Posto, pois, D. Quixote no meio do caminho, como se disse, feriu os ares com as seguintes palavras:

— Ó vós outros, passageiros e viandantes, cavaleiros, escudeiros, gente de pé e de cavalo, que por este caminho passais ou haveis de passar nestes dois dias seguintes, sabei que D. Quixote de la Mancha, cavaleiro andante, está aqui para sustentar que a todas as formosuras e cortesias do mundo excedem as que se encerram nas ninfas habitadoras destes prados e destes bosques, pondo de parte a senhora da minha alma Dulcinéia del Toboso; por isso, acuda quem for de parecer contrário, que aqui o espero.

Duas vezes repetiu estas mesmas palavras, e duas vezes deixaram de ser ouvidas por qualquer aventureiro; mas a sorte, que ia encaminhando as suas coisas cada vez a melhor, ordenou que dali a pouco se descobrisse no caminho uma grande multidão de homens a cavalo, e muitos deles com lanças nas mãos, caminhando todos apinhados, de tropel e com grande pressa.
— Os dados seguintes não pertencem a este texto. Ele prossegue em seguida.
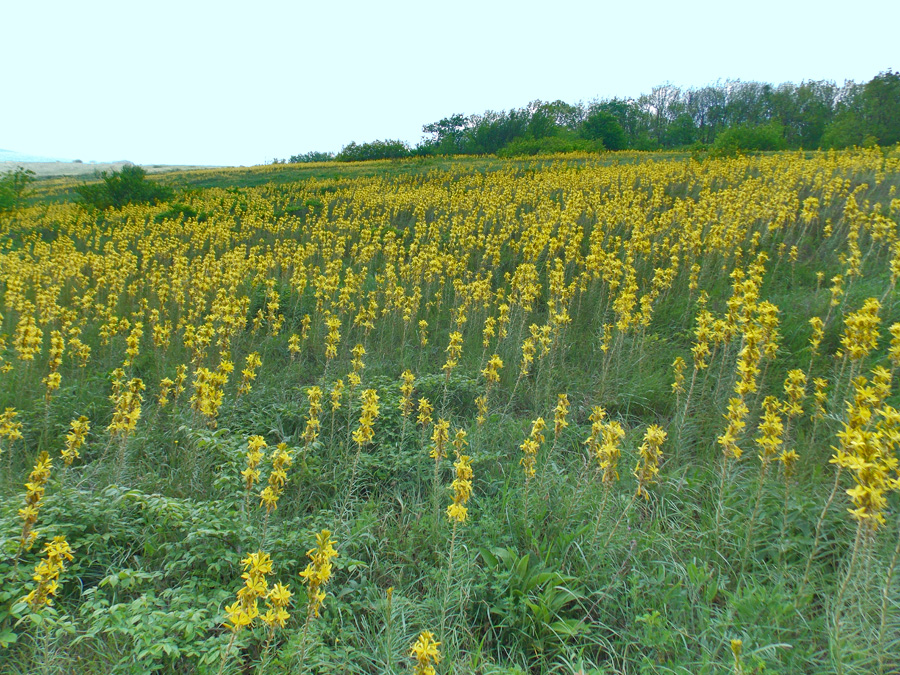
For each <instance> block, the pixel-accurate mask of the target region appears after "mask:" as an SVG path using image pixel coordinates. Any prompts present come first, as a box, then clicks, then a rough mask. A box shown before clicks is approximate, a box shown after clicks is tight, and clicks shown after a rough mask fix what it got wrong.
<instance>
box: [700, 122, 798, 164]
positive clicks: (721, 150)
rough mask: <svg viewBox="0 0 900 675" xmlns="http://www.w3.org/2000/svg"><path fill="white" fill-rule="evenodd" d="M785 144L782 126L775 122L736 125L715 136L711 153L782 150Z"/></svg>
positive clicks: (720, 153) (785, 144) (716, 153)
mask: <svg viewBox="0 0 900 675" xmlns="http://www.w3.org/2000/svg"><path fill="white" fill-rule="evenodd" d="M785 146H786V144H785V141H784V128H783V127H782V126H781V125H780V124H778V123H777V122H770V123H768V124H760V125H758V126H737V127H732V128H731V129H726V130H725V131H723V132H722V133H721V134H719V135H718V136H717V137H716V142H715V143H714V144H713V153H714V154H716V155H718V156H731V155H738V154H741V153H745V152H760V151H762V150H782V149H784V148H785Z"/></svg>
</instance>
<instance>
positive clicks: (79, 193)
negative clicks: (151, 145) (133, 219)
mask: <svg viewBox="0 0 900 675" xmlns="http://www.w3.org/2000/svg"><path fill="white" fill-rule="evenodd" d="M100 179H101V181H102V182H100V183H92V184H85V185H81V186H79V187H77V188H75V192H77V193H78V196H79V197H81V201H82V202H83V203H84V204H86V205H87V206H91V207H93V208H96V209H101V210H105V209H109V208H114V209H120V208H122V207H123V206H125V205H126V204H133V203H145V202H149V203H151V204H156V203H158V202H164V201H166V200H167V199H171V197H172V196H173V195H174V193H175V192H174V190H173V189H172V188H170V187H168V186H166V185H162V184H160V183H155V182H153V181H149V180H147V172H146V171H144V169H143V168H142V167H140V166H137V165H134V164H132V165H126V166H123V167H122V170H121V171H102V172H101V173H100Z"/></svg>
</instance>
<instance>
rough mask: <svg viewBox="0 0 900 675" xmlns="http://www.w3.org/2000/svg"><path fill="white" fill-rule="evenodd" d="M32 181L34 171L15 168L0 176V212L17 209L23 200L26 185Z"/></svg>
mask: <svg viewBox="0 0 900 675" xmlns="http://www.w3.org/2000/svg"><path fill="white" fill-rule="evenodd" d="M33 180H34V171H31V170H30V169H23V168H22V167H21V166H20V167H17V168H16V170H15V171H7V172H6V173H4V174H3V175H2V176H0V211H11V210H12V209H15V208H18V207H19V206H20V205H21V204H22V201H23V200H24V199H25V195H26V189H27V188H28V184H29V183H31V182H32V181H33Z"/></svg>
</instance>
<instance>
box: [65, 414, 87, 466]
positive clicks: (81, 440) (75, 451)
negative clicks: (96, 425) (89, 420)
mask: <svg viewBox="0 0 900 675" xmlns="http://www.w3.org/2000/svg"><path fill="white" fill-rule="evenodd" d="M70 427H71V429H72V430H71V431H70V432H69V433H68V434H66V446H65V448H63V451H62V458H63V461H64V462H65V465H66V466H71V465H72V462H73V461H75V460H76V459H78V458H79V457H80V456H81V455H80V454H79V453H78V450H79V449H80V448H81V447H82V446H83V445H84V442H85V440H86V439H87V435H88V432H89V431H90V430H91V423H90V421H88V418H87V417H85V416H84V415H82V416H81V417H79V418H78V419H75V420H72V422H71V423H70Z"/></svg>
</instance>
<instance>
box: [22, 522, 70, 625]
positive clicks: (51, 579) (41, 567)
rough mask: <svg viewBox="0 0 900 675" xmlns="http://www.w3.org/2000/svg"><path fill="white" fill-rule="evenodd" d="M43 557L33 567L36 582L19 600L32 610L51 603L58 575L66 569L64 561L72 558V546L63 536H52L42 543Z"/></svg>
mask: <svg viewBox="0 0 900 675" xmlns="http://www.w3.org/2000/svg"><path fill="white" fill-rule="evenodd" d="M43 553H44V558H43V559H41V560H40V561H39V562H38V564H37V565H36V566H35V568H34V575H33V576H32V579H34V581H36V582H37V586H35V588H33V589H32V590H31V591H30V592H29V593H28V595H26V596H25V597H24V598H22V600H21V602H24V603H26V604H28V605H29V606H30V607H31V610H32V611H33V612H36V611H38V610H39V609H41V608H42V607H44V606H46V605H52V604H53V596H55V595H56V591H57V590H58V589H59V575H60V574H62V573H63V572H64V571H65V570H66V561H67V560H73V559H74V556H73V555H72V547H71V546H69V543H68V542H67V541H66V538H65V537H63V536H58V537H53V541H51V542H48V543H46V544H44V550H43Z"/></svg>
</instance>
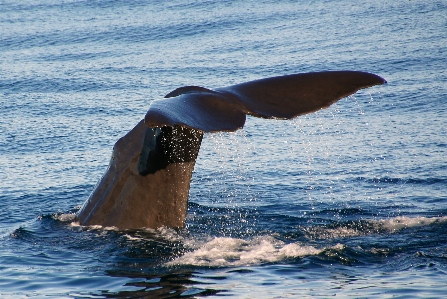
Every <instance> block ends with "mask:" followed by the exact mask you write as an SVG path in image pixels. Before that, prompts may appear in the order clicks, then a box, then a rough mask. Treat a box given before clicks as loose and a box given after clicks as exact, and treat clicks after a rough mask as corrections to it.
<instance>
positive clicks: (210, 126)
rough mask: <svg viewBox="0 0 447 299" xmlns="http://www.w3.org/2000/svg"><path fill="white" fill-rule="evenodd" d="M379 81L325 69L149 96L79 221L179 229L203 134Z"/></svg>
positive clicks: (78, 212)
mask: <svg viewBox="0 0 447 299" xmlns="http://www.w3.org/2000/svg"><path fill="white" fill-rule="evenodd" d="M384 83H386V81H385V80H384V79H383V78H381V77H379V76H377V75H374V74H371V73H366V72H357V71H326V72H315V73H304V74H294V75H287V76H280V77H272V78H266V79H261V80H256V81H250V82H246V83H242V84H237V85H233V86H229V87H224V88H218V89H216V90H210V89H207V88H204V87H199V86H184V87H180V88H177V89H176V90H174V91H172V92H170V93H169V94H167V95H166V96H165V99H162V100H156V101H153V102H152V103H151V105H150V107H149V110H148V111H147V113H146V116H145V118H144V120H142V121H140V122H139V123H138V124H137V125H136V126H135V128H133V129H132V130H131V131H130V132H128V133H127V134H126V135H125V136H123V137H122V138H120V139H119V140H118V141H117V142H116V144H115V146H114V148H113V154H112V158H111V160H110V164H109V168H108V169H107V171H106V173H105V174H104V176H103V177H102V178H101V180H100V181H99V182H98V184H97V185H96V187H95V189H94V191H93V192H92V194H91V195H90V197H89V198H88V200H87V201H86V202H85V203H84V205H83V206H82V208H81V209H80V210H79V212H78V215H77V216H78V220H79V223H80V224H81V225H101V226H114V227H117V228H120V229H138V228H144V227H145V228H158V227H161V226H167V227H174V228H178V227H182V226H184V223H185V218H186V210H187V203H188V196H189V187H190V181H191V176H192V171H193V169H194V164H195V161H196V159H197V155H198V153H199V149H200V144H201V141H202V137H203V134H204V133H205V132H218V131H235V130H238V129H240V128H242V127H243V126H244V124H245V119H246V115H247V114H248V115H253V116H256V117H261V118H278V119H290V118H294V117H296V116H299V115H303V114H307V113H311V112H315V111H317V110H320V109H323V108H326V107H329V106H330V105H331V104H333V103H335V102H336V101H338V100H339V99H341V98H344V97H346V96H348V95H351V94H353V93H355V92H356V91H358V90H359V89H363V88H367V87H371V86H374V85H380V84H384Z"/></svg>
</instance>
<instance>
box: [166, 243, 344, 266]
mask: <svg viewBox="0 0 447 299" xmlns="http://www.w3.org/2000/svg"><path fill="white" fill-rule="evenodd" d="M326 249H329V248H316V247H313V246H309V245H305V244H300V243H291V244H286V243H284V242H282V241H280V240H278V239H276V238H274V237H272V236H264V237H255V238H253V239H251V240H243V239H237V238H229V237H216V238H214V239H212V240H210V241H208V242H205V243H203V244H201V245H199V246H198V248H197V249H195V250H193V251H191V252H187V253H185V254H184V255H182V256H180V257H178V258H176V259H174V260H173V261H171V262H169V263H167V265H168V266H178V265H192V266H206V267H228V266H231V267H237V266H247V265H255V264H262V263H274V262H279V261H281V260H284V259H287V258H297V257H303V256H309V255H318V254H320V253H321V252H323V251H324V250H326ZM331 249H343V245H341V244H337V245H335V246H333V247H331Z"/></svg>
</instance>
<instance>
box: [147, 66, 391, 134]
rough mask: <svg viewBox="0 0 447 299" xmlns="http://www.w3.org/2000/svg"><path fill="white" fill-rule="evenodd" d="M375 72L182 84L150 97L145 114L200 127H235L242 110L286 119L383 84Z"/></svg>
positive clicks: (351, 71) (270, 116) (212, 127)
mask: <svg viewBox="0 0 447 299" xmlns="http://www.w3.org/2000/svg"><path fill="white" fill-rule="evenodd" d="M383 83H386V81H385V80H384V79H383V78H381V77H379V76H377V75H374V74H370V73H366V72H356V71H329V72H316V73H305V74H295V75H288V76H281V77H273V78H267V79H261V80H256V81H251V82H246V83H242V84H237V85H233V86H229V87H224V88H218V89H216V90H210V89H206V88H203V87H199V86H185V87H180V88H178V89H176V90H174V91H172V92H170V93H169V94H168V95H167V96H166V98H168V99H163V100H156V101H153V102H152V103H151V105H150V107H149V110H148V111H147V113H146V116H145V119H144V120H145V123H146V125H147V126H148V127H162V126H174V125H181V126H187V127H190V128H194V129H198V130H201V131H204V132H217V131H235V130H237V129H240V128H242V127H243V126H244V123H245V115H246V114H248V115H252V116H256V117H262V118H279V119H290V118H293V117H296V116H299V115H302V114H306V113H310V112H314V111H317V110H320V109H322V108H326V107H329V106H330V105H331V104H333V103H335V102H336V101H338V100H339V99H341V98H344V97H346V96H348V95H350V94H353V93H355V92H356V91H358V90H359V89H362V88H367V87H371V86H374V85H377V84H383Z"/></svg>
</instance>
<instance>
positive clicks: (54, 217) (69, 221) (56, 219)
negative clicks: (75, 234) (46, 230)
mask: <svg viewBox="0 0 447 299" xmlns="http://www.w3.org/2000/svg"><path fill="white" fill-rule="evenodd" d="M53 219H56V220H59V221H61V222H74V221H75V220H76V214H75V213H67V214H56V215H54V216H53Z"/></svg>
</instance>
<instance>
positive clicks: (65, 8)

Apenas os viram os que estavam com D. Quixote, logo, voltando as costas, se afastaram para longe do caminho, porque bem conheceram que, se esperassem, lhes podia suceder algum mal; só D. Quixote, com intrépido coração, permaneceu quedo, e Sancho se encobriu com a garupa de Rocinante.
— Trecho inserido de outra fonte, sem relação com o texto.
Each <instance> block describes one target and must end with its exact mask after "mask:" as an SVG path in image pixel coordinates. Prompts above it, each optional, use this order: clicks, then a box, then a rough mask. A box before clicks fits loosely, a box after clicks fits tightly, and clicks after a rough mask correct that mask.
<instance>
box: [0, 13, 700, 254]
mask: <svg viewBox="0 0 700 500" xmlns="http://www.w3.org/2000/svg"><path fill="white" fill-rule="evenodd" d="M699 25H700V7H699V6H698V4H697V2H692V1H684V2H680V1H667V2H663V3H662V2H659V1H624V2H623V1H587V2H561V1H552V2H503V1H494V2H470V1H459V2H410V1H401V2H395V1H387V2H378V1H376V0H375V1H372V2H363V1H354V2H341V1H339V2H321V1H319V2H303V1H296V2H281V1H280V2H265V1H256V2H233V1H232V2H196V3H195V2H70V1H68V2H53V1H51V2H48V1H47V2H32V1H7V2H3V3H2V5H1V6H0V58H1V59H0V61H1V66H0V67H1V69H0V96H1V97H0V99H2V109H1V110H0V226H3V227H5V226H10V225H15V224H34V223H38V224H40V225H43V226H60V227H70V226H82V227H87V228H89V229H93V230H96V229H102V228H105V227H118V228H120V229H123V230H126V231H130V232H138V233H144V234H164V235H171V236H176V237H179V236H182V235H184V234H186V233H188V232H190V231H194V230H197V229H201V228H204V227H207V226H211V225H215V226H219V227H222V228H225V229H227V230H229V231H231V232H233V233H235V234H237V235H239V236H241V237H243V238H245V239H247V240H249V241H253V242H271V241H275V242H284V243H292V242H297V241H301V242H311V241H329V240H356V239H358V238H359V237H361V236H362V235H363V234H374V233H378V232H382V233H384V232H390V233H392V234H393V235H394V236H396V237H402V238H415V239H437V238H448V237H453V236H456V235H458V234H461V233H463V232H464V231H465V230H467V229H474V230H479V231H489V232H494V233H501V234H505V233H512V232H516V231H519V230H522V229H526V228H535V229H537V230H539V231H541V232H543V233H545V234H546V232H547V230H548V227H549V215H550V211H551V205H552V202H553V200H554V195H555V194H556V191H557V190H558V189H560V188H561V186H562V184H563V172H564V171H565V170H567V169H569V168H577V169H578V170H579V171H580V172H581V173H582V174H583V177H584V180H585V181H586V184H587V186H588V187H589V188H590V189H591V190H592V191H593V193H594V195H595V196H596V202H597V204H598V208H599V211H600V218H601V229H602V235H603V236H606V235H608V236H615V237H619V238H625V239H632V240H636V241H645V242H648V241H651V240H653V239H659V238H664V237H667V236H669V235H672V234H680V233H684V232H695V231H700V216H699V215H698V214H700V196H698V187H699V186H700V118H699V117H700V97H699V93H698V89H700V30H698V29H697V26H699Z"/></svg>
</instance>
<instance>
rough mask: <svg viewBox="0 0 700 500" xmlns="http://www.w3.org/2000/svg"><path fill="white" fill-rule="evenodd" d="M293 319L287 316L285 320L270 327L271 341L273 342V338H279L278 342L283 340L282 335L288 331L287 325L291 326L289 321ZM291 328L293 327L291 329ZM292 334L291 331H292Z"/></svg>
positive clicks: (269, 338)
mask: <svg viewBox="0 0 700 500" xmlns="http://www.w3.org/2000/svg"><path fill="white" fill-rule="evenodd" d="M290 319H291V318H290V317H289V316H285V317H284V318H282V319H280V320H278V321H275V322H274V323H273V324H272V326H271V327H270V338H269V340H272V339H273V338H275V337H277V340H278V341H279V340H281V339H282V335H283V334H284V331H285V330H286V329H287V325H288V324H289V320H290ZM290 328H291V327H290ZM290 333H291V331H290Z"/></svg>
Chegou o tropel dos lanceiros, e um deles, que vinha mais adiante, começou a dizer com grandes brados para D. Quixote:

— Afasta-te do caminho, homem do diabo, que estes touros te despedaçam.

— Eia, canalha! — respondeu D. Quixote — para mim não há touros que valham, ainda que sejam dos mais bravos que Jarama cria nas suas ribeiras. Confessai, malandrinos, assim à carga cerrada, que é verdade o que eu aqui publiquei, senão comigo travareis batalha.
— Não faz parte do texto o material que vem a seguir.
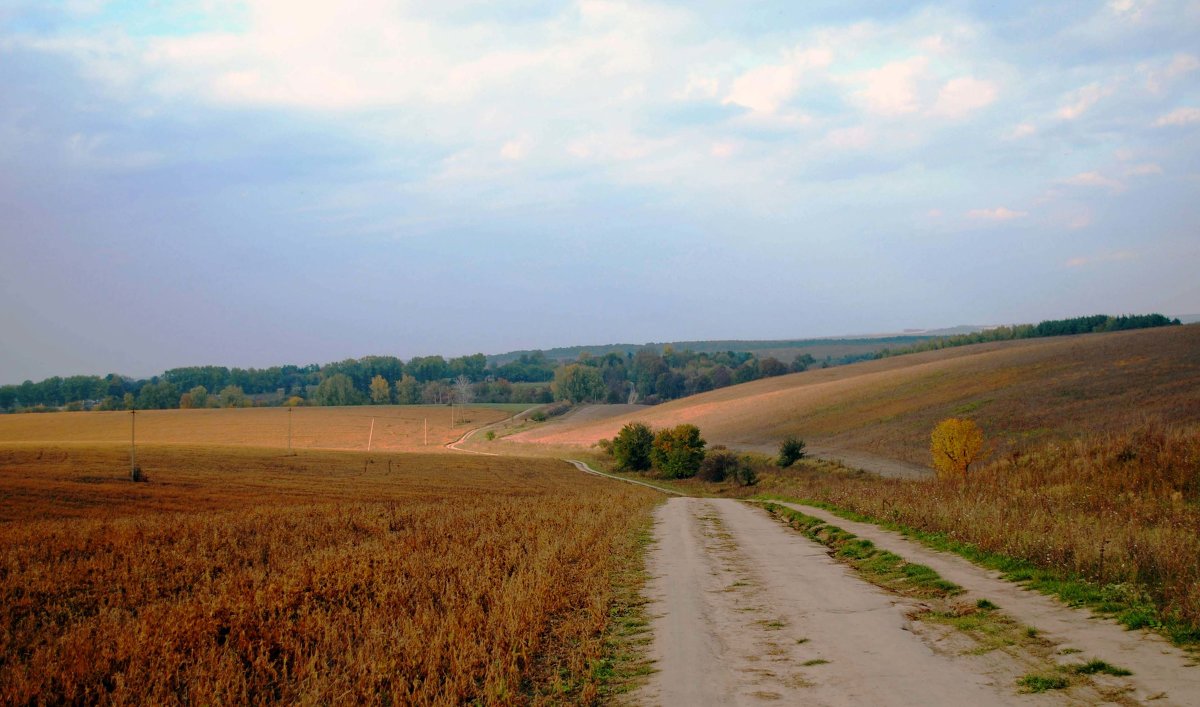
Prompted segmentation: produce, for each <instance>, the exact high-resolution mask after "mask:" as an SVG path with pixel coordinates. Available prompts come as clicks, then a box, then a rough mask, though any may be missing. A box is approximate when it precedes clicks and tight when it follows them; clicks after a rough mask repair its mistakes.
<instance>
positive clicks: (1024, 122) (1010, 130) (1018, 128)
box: [1004, 122, 1038, 140]
mask: <svg viewBox="0 0 1200 707" xmlns="http://www.w3.org/2000/svg"><path fill="white" fill-rule="evenodd" d="M1037 132H1038V128H1037V126H1034V125H1033V124H1031V122H1021V124H1019V125H1014V126H1013V130H1010V131H1008V133H1007V134H1006V136H1004V137H1006V138H1008V139H1010V140H1019V139H1021V138H1027V137H1030V136H1032V134H1034V133H1037Z"/></svg>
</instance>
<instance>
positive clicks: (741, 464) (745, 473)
mask: <svg viewBox="0 0 1200 707" xmlns="http://www.w3.org/2000/svg"><path fill="white" fill-rule="evenodd" d="M733 480H734V481H737V484H738V486H754V485H755V484H757V483H758V472H757V471H755V468H754V465H752V463H750V462H749V461H748V460H746V459H744V457H743V459H739V460H738V466H737V467H734V469H733Z"/></svg>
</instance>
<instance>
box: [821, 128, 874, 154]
mask: <svg viewBox="0 0 1200 707" xmlns="http://www.w3.org/2000/svg"><path fill="white" fill-rule="evenodd" d="M874 140H875V133H874V132H871V131H870V130H868V128H866V127H863V126H862V125H859V126H854V127H841V128H838V130H832V131H829V134H827V136H826V140H824V142H826V144H827V145H829V146H832V148H834V149H838V150H865V149H866V148H869V146H871V143H872V142H874Z"/></svg>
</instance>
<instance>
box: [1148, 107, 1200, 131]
mask: <svg viewBox="0 0 1200 707" xmlns="http://www.w3.org/2000/svg"><path fill="white" fill-rule="evenodd" d="M1193 122H1200V108H1176V109H1175V110H1171V112H1170V113H1168V114H1166V115H1163V116H1160V118H1159V119H1158V120H1156V121H1154V125H1156V126H1157V127H1164V126H1168V125H1192V124H1193Z"/></svg>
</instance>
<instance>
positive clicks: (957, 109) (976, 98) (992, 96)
mask: <svg viewBox="0 0 1200 707" xmlns="http://www.w3.org/2000/svg"><path fill="white" fill-rule="evenodd" d="M997 94H998V91H997V89H996V84H994V83H991V82H988V80H980V79H977V78H973V77H964V78H955V79H950V80H949V82H947V83H946V85H943V86H942V90H941V91H938V94H937V102H936V103H934V108H932V110H931V112H930V113H932V114H934V115H942V116H946V118H952V119H956V118H962V116H965V115H967V114H970V113H974V112H976V110H978V109H980V108H983V107H985V106H990V104H991V103H992V102H994V101H995V100H996V95H997Z"/></svg>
Não teve tempo de responder o vaqueiro, nem D. Quixote de se desviar, ainda que o quisesse; e assim, o tropel dos touros bravos, e o dos mansos cabrestos, com a multidão dos vaqueiros e das outras gentes que os levavam, para os meter no curro, num lugar onde no outro dia haviam de ser corridos, passaram por cima de D. Quixote, de Sancho, de Rocinante e do ruço, e deram com todos eles em terra, deixando-os a rebolar pelo meio do chão. Ficou moído Sancho, espantado D. Quixote, desancado o ruço, e Rocinante não muito cristalino; mas, enfim, levantaram-se todos, e D. Quixote com muita pressa, caindo aqui, tropeçando acolá, principiou a correr atrás da manada, bradando:

— Detende-vos e esperai, canalha malandrina, desafia-vos um só cavaleiro, que não tem a condição, nem é do parecer dos que dizem que ao inimigo que foge se deve fazer uma ponte de prata.

Mas nem com isso se detiveram os apressados corredores, e fizeram tanto caso das suas ameaças, como das nuvens do ano anterior. Cansou D. Quixote, e, mais enojado que vingado, sentou-se à beira da estrada, esperando que chegassem Sancho, Rocinante e o ruço. Chegaram; tornaram a montar a cavalo o amo e o criado; e, sem voltarem a despedir-se da Arcádia fingida, com mais vergonha que gosto seguiram o seu caminho.